In a ruling over two separate cases in California and Massachusetts, the Supreme Court ruled in favor of privacy rights over the necessity of investigating crime. Defendants David Riley of California and Brima Wurie of Massachusetts sought to overturn their convictions due to the fact that their convictions had stemmed from their phones being searched without a warrant. The Supreme Court ruled that both searches were unconstitutional.

While police are still allowed to examine a phone to specifically ensure it is not a weapon, the ruling states “digital data stored on a cell phone cannot itself be used as a weapon to harm an arresting officer or to effectuate the arrestee’s escape.”

“Modern cellphones are not just another technological convenience,” said Chief Justice John G. Roberts Jr. “The fact that technology now allows an individual to carry such information in his hand does not make the information any less worthy of the protection for which the Founders fought.
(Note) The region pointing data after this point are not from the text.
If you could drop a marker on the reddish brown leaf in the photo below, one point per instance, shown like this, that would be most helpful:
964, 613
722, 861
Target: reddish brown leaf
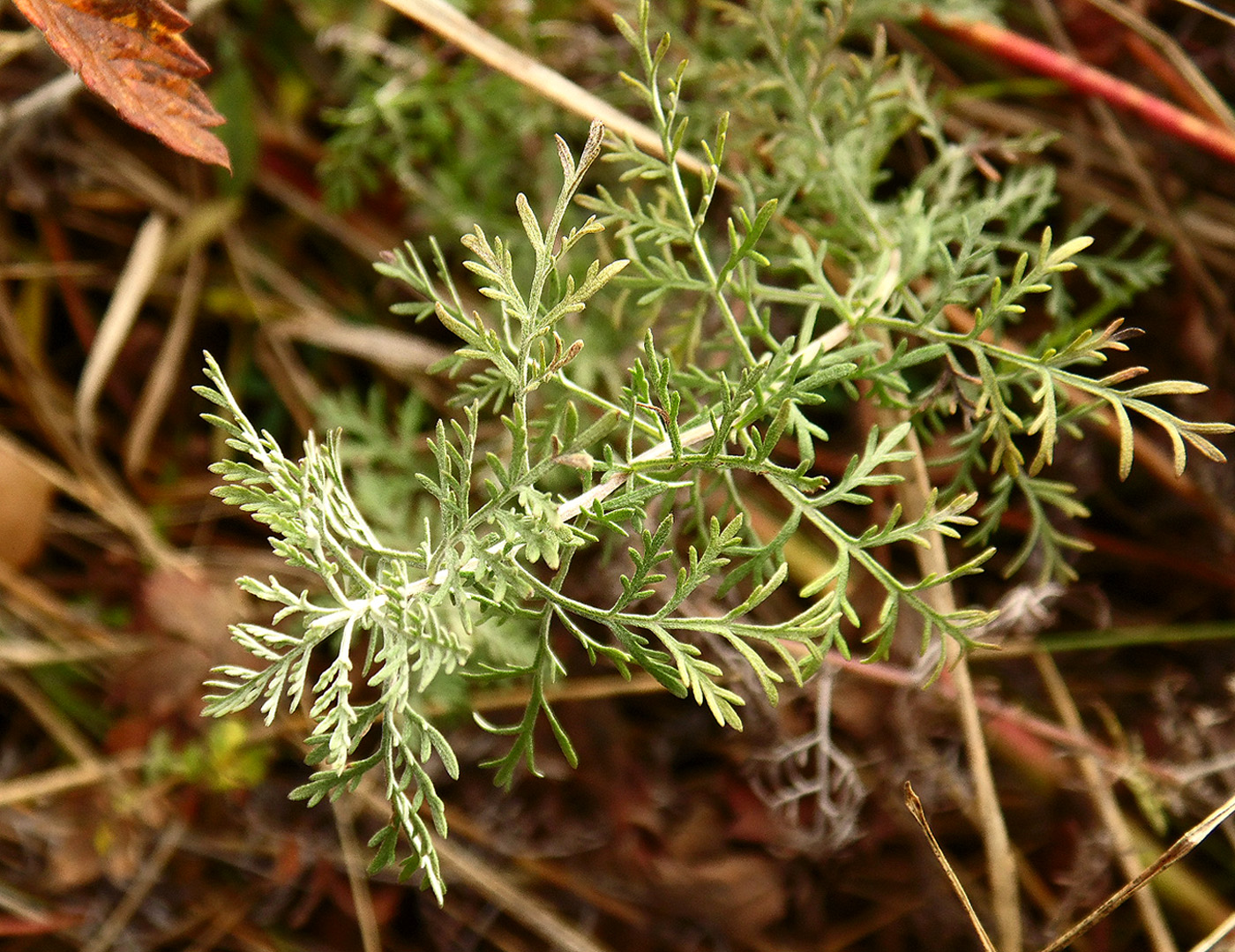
132, 55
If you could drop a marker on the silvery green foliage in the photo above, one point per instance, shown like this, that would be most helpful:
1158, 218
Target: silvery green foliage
716, 416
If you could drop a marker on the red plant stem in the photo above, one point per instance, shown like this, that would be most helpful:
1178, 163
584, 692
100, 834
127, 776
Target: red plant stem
1045, 61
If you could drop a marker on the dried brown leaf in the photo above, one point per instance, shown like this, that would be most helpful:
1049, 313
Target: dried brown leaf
132, 55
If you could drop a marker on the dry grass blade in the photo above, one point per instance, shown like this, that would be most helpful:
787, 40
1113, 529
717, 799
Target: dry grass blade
132, 55
916, 807
1176, 852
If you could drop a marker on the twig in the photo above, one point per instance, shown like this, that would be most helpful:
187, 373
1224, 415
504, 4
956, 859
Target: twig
1083, 78
914, 493
1126, 850
139, 888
Our answer to the question of what police must do before searching a cell phone seized incident to an arrest is accordingly simple—get a warrant.”

ACLU national legal director Steven R. Shapiro responded to the ruling: “By recognizing that the digital revolution has transformed our expectations of privacy, today’s decision is itself revolutionary and will help to protect the privacy rights of all Americans. We have entered a new world but, as the court today recognized, our old values still apply and limit the government’s ability to rummage through the intimate details of our private lives.”